FAAA says advisers perceive AFCA bias

The Financial Advice Association of Australia (FAAA) has told the Australian Financial Complaints Association (AFCA) that many advisers perceive AFCA’s process as being “very much biased in favour of the consumer”.
As well, the FAAA has said that perception extends to advisers feeling that when a product fails, “advisers are often the last party standing and thus bear a disproportionate share of the cost of complaints.”.
In a submission responding to AFCA’s proposed approach to determining compensation in complaints involving Financial Advisers and Managed Investment Schemes, the FAAA has made clear that AFCA should consider advisers’ negative perceptions and seek to address the issue.
Providing background to AFCA, the FAAA submission states:
“The practical reality is that a very small percentage of advisers have experienced a complaint that proceeds to AFCA. Based on AFCA matters that proceeded to a decision in the 2022/23 year, it is likely that less than 1% of financial advisers were impacted by this experience.
“Despite the very limited exposure to the AFCA complaints process, many advisers have a perception that the process is very much biased in favour of the consumer, and that when a product fails, advisers are often the last party standing and thus bear a disproportionate share of the cost of complaints.
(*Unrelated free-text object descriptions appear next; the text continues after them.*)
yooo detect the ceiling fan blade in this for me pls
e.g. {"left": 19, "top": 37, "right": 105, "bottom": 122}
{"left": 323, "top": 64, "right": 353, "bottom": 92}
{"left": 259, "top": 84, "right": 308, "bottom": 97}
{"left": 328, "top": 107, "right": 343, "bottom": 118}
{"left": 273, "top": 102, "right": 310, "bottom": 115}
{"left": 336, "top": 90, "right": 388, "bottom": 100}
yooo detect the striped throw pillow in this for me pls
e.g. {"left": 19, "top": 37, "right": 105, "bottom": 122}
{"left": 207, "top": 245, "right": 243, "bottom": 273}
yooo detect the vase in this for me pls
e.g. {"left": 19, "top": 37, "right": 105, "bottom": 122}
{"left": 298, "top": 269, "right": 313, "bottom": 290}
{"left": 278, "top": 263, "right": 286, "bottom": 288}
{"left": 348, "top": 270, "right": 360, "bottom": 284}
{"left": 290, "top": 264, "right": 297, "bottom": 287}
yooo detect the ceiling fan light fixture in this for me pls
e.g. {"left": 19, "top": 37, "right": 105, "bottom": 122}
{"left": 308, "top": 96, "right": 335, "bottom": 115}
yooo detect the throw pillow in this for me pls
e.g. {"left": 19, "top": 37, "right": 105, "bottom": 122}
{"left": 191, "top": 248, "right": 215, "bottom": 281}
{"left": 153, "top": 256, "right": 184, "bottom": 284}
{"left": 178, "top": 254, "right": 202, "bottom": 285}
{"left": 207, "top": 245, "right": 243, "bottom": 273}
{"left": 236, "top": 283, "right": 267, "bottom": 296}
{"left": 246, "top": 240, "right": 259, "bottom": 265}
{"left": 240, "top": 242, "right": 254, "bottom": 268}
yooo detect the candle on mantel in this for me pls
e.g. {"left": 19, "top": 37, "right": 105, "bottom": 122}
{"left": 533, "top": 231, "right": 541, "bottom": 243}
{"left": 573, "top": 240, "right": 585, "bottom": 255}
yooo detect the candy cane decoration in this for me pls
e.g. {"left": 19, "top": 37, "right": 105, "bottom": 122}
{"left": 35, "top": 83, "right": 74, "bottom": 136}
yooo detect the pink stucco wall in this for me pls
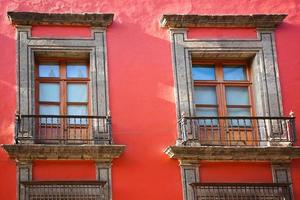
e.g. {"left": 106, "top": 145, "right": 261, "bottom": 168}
{"left": 1, "top": 0, "right": 300, "bottom": 199}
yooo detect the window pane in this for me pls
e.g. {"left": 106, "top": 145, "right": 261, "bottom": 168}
{"left": 67, "top": 84, "right": 87, "bottom": 102}
{"left": 223, "top": 65, "right": 246, "bottom": 80}
{"left": 39, "top": 64, "right": 59, "bottom": 77}
{"left": 196, "top": 107, "right": 218, "bottom": 117}
{"left": 226, "top": 87, "right": 249, "bottom": 105}
{"left": 195, "top": 107, "right": 218, "bottom": 125}
{"left": 39, "top": 105, "right": 60, "bottom": 124}
{"left": 227, "top": 107, "right": 251, "bottom": 126}
{"left": 39, "top": 83, "right": 60, "bottom": 102}
{"left": 194, "top": 86, "right": 217, "bottom": 105}
{"left": 192, "top": 65, "right": 215, "bottom": 80}
{"left": 67, "top": 64, "right": 88, "bottom": 78}
{"left": 227, "top": 107, "right": 250, "bottom": 116}
{"left": 68, "top": 105, "right": 88, "bottom": 124}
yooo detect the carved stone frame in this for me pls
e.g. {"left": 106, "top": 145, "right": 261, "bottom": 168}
{"left": 9, "top": 11, "right": 115, "bottom": 200}
{"left": 170, "top": 28, "right": 283, "bottom": 144}
{"left": 16, "top": 26, "right": 109, "bottom": 117}
{"left": 168, "top": 26, "right": 285, "bottom": 200}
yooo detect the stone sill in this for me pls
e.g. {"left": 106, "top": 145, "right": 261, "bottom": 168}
{"left": 2, "top": 144, "right": 125, "bottom": 161}
{"left": 165, "top": 145, "right": 300, "bottom": 162}
{"left": 160, "top": 14, "right": 287, "bottom": 28}
{"left": 7, "top": 11, "right": 114, "bottom": 27}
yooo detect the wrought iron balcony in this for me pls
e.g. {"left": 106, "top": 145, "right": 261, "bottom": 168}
{"left": 179, "top": 115, "right": 296, "bottom": 146}
{"left": 21, "top": 181, "right": 106, "bottom": 200}
{"left": 15, "top": 114, "right": 112, "bottom": 144}
{"left": 190, "top": 183, "right": 292, "bottom": 200}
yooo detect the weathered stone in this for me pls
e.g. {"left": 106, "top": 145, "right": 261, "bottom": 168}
{"left": 2, "top": 144, "right": 125, "bottom": 161}
{"left": 160, "top": 14, "right": 287, "bottom": 28}
{"left": 7, "top": 11, "right": 114, "bottom": 27}
{"left": 165, "top": 146, "right": 300, "bottom": 161}
{"left": 179, "top": 160, "right": 199, "bottom": 200}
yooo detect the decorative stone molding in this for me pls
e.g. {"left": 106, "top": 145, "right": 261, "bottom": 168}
{"left": 97, "top": 162, "right": 112, "bottom": 200}
{"left": 167, "top": 28, "right": 285, "bottom": 144}
{"left": 17, "top": 161, "right": 32, "bottom": 200}
{"left": 165, "top": 146, "right": 300, "bottom": 161}
{"left": 179, "top": 160, "right": 199, "bottom": 200}
{"left": 272, "top": 163, "right": 292, "bottom": 183}
{"left": 271, "top": 163, "right": 294, "bottom": 199}
{"left": 14, "top": 25, "right": 109, "bottom": 118}
{"left": 2, "top": 144, "right": 125, "bottom": 161}
{"left": 160, "top": 14, "right": 287, "bottom": 28}
{"left": 7, "top": 11, "right": 114, "bottom": 27}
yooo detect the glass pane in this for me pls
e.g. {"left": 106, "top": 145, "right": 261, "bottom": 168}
{"left": 39, "top": 64, "right": 60, "bottom": 77}
{"left": 223, "top": 65, "right": 246, "bottom": 80}
{"left": 39, "top": 105, "right": 60, "bottom": 124}
{"left": 196, "top": 107, "right": 218, "bottom": 117}
{"left": 67, "top": 64, "right": 88, "bottom": 78}
{"left": 192, "top": 65, "right": 215, "bottom": 80}
{"left": 226, "top": 87, "right": 249, "bottom": 105}
{"left": 195, "top": 107, "right": 218, "bottom": 125}
{"left": 39, "top": 83, "right": 60, "bottom": 102}
{"left": 67, "top": 105, "right": 88, "bottom": 124}
{"left": 227, "top": 107, "right": 251, "bottom": 126}
{"left": 67, "top": 84, "right": 87, "bottom": 102}
{"left": 194, "top": 86, "right": 217, "bottom": 105}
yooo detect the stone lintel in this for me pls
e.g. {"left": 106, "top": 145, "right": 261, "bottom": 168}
{"left": 160, "top": 14, "right": 287, "bottom": 28}
{"left": 165, "top": 146, "right": 300, "bottom": 161}
{"left": 7, "top": 11, "right": 114, "bottom": 27}
{"left": 2, "top": 144, "right": 125, "bottom": 161}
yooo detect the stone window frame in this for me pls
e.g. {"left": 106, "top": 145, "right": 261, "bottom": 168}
{"left": 169, "top": 28, "right": 284, "bottom": 143}
{"left": 161, "top": 14, "right": 288, "bottom": 200}
{"left": 16, "top": 25, "right": 109, "bottom": 117}
{"left": 6, "top": 11, "right": 120, "bottom": 200}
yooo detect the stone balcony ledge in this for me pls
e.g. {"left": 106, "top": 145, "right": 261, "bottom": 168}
{"left": 165, "top": 145, "right": 300, "bottom": 162}
{"left": 2, "top": 144, "right": 125, "bottom": 161}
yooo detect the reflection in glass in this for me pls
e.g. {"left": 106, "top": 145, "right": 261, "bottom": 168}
{"left": 39, "top": 105, "right": 60, "bottom": 124}
{"left": 39, "top": 64, "right": 60, "bottom": 77}
{"left": 196, "top": 107, "right": 218, "bottom": 125}
{"left": 226, "top": 87, "right": 249, "bottom": 105}
{"left": 67, "top": 84, "right": 87, "bottom": 102}
{"left": 194, "top": 86, "right": 217, "bottom": 105}
{"left": 67, "top": 64, "right": 88, "bottom": 78}
{"left": 192, "top": 65, "right": 215, "bottom": 80}
{"left": 39, "top": 83, "right": 60, "bottom": 102}
{"left": 68, "top": 105, "right": 88, "bottom": 124}
{"left": 196, "top": 107, "right": 218, "bottom": 117}
{"left": 223, "top": 66, "right": 246, "bottom": 81}
{"left": 227, "top": 107, "right": 251, "bottom": 126}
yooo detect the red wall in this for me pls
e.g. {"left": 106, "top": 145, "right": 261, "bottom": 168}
{"left": 200, "top": 162, "right": 273, "bottom": 183}
{"left": 1, "top": 0, "right": 300, "bottom": 200}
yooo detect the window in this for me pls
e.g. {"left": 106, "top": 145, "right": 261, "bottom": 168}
{"left": 192, "top": 61, "right": 253, "bottom": 120}
{"left": 36, "top": 59, "right": 90, "bottom": 120}
{"left": 35, "top": 58, "right": 93, "bottom": 142}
Financial advisers predominantly work in or operate small businesses, and as a result, losing a case at AFCA can have a huge financial impact on them (despite the contribution from PI insurance, given increasingly large deductible levels). Having a matter go to AFCA can also cause a great deal of stress and reputational damage, regardless of the outcome.”
“For all these reasons, it is important that documents like the draft approach provide as much context as possible and avoid the inclusion of statements that will be misunderstood. As it stands, how AFCA operates is not well understood by the advice profession, so a high level of understanding should not be assumed. It is certainly better for all stakeholders that advisers have a much better understanding of the AFCA complaints process and confidence in how AFCA operates. We have set out below, some suggested changes to improve the meaning and clarity of the draft approach to assist in achieving this outcome.”
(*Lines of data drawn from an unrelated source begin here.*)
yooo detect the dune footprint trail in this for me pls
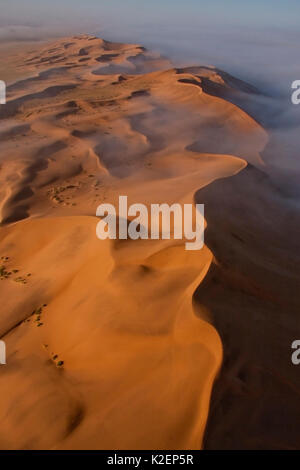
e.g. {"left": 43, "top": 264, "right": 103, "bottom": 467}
{"left": 0, "top": 35, "right": 271, "bottom": 449}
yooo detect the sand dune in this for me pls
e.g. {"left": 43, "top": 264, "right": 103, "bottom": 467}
{"left": 0, "top": 34, "right": 298, "bottom": 450}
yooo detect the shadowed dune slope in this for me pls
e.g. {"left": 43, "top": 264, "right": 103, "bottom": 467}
{"left": 196, "top": 166, "right": 300, "bottom": 449}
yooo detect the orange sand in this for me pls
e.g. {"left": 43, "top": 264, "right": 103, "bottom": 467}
{"left": 0, "top": 34, "right": 283, "bottom": 450}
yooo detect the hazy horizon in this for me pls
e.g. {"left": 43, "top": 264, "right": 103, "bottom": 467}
{"left": 1, "top": 0, "right": 300, "bottom": 96}
{"left": 1, "top": 0, "right": 300, "bottom": 133}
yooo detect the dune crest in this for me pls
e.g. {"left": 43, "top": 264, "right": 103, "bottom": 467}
{"left": 0, "top": 35, "right": 276, "bottom": 449}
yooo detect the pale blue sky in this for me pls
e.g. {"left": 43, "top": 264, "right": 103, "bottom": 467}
{"left": 2, "top": 0, "right": 300, "bottom": 29}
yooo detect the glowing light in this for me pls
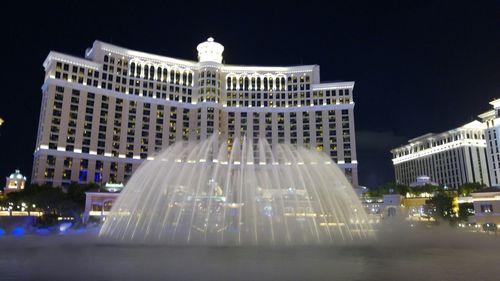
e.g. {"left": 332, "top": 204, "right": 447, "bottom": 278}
{"left": 59, "top": 222, "right": 72, "bottom": 232}
{"left": 12, "top": 227, "right": 25, "bottom": 236}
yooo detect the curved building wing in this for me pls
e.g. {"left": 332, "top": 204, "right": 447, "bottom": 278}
{"left": 33, "top": 38, "right": 359, "bottom": 187}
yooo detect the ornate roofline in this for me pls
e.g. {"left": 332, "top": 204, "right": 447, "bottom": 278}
{"left": 43, "top": 51, "right": 101, "bottom": 71}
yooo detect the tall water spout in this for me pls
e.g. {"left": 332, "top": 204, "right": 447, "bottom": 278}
{"left": 99, "top": 136, "right": 374, "bottom": 245}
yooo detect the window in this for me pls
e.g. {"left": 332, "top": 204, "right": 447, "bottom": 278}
{"left": 481, "top": 204, "right": 493, "bottom": 213}
{"left": 79, "top": 170, "right": 88, "bottom": 182}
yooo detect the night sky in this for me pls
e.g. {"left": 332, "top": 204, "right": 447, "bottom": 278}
{"left": 1, "top": 1, "right": 498, "bottom": 188}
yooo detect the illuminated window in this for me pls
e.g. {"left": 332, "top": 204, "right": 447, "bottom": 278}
{"left": 481, "top": 204, "right": 493, "bottom": 213}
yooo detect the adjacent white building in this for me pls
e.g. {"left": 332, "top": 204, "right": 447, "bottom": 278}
{"left": 392, "top": 98, "right": 500, "bottom": 188}
{"left": 391, "top": 120, "right": 490, "bottom": 188}
{"left": 470, "top": 187, "right": 500, "bottom": 228}
{"left": 33, "top": 38, "right": 359, "bottom": 187}
{"left": 478, "top": 99, "right": 500, "bottom": 186}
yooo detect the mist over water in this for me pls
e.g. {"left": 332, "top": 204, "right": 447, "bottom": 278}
{"left": 1, "top": 221, "right": 499, "bottom": 281}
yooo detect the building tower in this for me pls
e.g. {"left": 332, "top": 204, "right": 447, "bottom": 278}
{"left": 32, "top": 38, "right": 359, "bottom": 187}
{"left": 4, "top": 169, "right": 27, "bottom": 195}
{"left": 479, "top": 98, "right": 500, "bottom": 186}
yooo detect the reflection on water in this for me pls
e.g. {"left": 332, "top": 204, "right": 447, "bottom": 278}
{"left": 1, "top": 225, "right": 499, "bottom": 281}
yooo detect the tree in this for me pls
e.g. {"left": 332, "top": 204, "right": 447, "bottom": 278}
{"left": 66, "top": 182, "right": 99, "bottom": 208}
{"left": 365, "top": 182, "right": 410, "bottom": 197}
{"left": 457, "top": 182, "right": 485, "bottom": 196}
{"left": 427, "top": 192, "right": 457, "bottom": 224}
{"left": 458, "top": 202, "right": 474, "bottom": 221}
{"left": 411, "top": 184, "right": 438, "bottom": 197}
{"left": 0, "top": 183, "right": 102, "bottom": 226}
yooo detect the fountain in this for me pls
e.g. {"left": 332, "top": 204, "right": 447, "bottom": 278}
{"left": 99, "top": 136, "right": 374, "bottom": 245}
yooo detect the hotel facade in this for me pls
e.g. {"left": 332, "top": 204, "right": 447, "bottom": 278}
{"left": 479, "top": 99, "right": 500, "bottom": 186}
{"left": 32, "top": 38, "right": 359, "bottom": 187}
{"left": 391, "top": 98, "right": 500, "bottom": 188}
{"left": 391, "top": 121, "right": 490, "bottom": 188}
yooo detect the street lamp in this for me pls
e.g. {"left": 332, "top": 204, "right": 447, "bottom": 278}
{"left": 0, "top": 117, "right": 3, "bottom": 126}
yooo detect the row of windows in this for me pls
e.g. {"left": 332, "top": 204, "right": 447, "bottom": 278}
{"left": 394, "top": 130, "right": 486, "bottom": 158}
{"left": 52, "top": 59, "right": 352, "bottom": 109}
{"left": 128, "top": 61, "right": 194, "bottom": 86}
{"left": 44, "top": 156, "right": 135, "bottom": 184}
{"left": 47, "top": 83, "right": 354, "bottom": 161}
{"left": 395, "top": 147, "right": 488, "bottom": 188}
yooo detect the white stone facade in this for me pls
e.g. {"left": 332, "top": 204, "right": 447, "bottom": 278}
{"left": 470, "top": 187, "right": 500, "bottom": 227}
{"left": 33, "top": 38, "right": 359, "bottom": 187}
{"left": 479, "top": 99, "right": 500, "bottom": 186}
{"left": 391, "top": 121, "right": 490, "bottom": 188}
The submission goes on to state that the AFCA discussion paper references the following matters that are not apportionable at law in relation to advice complaints:
- Failure to act in the clients best interests
- Inappropriate advice
- Failure to prioritise the client’s interests.
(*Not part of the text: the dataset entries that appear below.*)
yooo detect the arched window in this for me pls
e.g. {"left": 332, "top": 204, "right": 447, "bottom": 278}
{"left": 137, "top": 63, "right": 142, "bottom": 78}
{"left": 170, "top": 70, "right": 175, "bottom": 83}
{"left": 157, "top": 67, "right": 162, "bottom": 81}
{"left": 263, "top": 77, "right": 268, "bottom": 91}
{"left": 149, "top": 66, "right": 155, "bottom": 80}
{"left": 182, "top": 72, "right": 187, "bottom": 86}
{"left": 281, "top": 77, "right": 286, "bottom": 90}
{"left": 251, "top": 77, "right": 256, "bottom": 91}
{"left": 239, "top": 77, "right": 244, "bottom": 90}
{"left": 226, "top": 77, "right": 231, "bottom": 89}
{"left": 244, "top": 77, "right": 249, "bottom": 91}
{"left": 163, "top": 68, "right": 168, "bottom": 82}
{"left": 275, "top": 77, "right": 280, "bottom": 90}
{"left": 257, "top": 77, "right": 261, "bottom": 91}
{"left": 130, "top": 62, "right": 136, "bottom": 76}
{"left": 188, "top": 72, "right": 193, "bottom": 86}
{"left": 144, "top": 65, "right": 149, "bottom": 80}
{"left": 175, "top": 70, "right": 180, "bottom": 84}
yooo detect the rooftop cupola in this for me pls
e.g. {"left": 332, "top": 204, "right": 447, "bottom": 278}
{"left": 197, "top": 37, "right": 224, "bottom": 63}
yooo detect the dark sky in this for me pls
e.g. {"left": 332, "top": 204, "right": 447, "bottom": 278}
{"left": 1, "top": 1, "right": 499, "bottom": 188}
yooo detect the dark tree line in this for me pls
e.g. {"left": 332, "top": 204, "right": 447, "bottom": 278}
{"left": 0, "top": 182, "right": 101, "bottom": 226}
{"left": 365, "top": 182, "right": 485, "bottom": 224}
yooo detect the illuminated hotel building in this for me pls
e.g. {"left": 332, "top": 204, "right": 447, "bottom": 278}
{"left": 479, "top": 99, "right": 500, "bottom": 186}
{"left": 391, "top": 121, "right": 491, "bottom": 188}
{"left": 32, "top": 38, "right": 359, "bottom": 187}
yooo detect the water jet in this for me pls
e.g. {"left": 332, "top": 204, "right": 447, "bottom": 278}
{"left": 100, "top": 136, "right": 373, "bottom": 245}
“As these matters make up the bulk of advice complaints, there would be very few advice complaints where the loss would be apportionable under the law. This feeds the perception that all compensation payable in an AFCA complaint will be borne by the adviser, regardless of fault by another party. It is vital that the application and scope are clear in AFCA’s approach to complaints involving financial advice and MISs,” it said.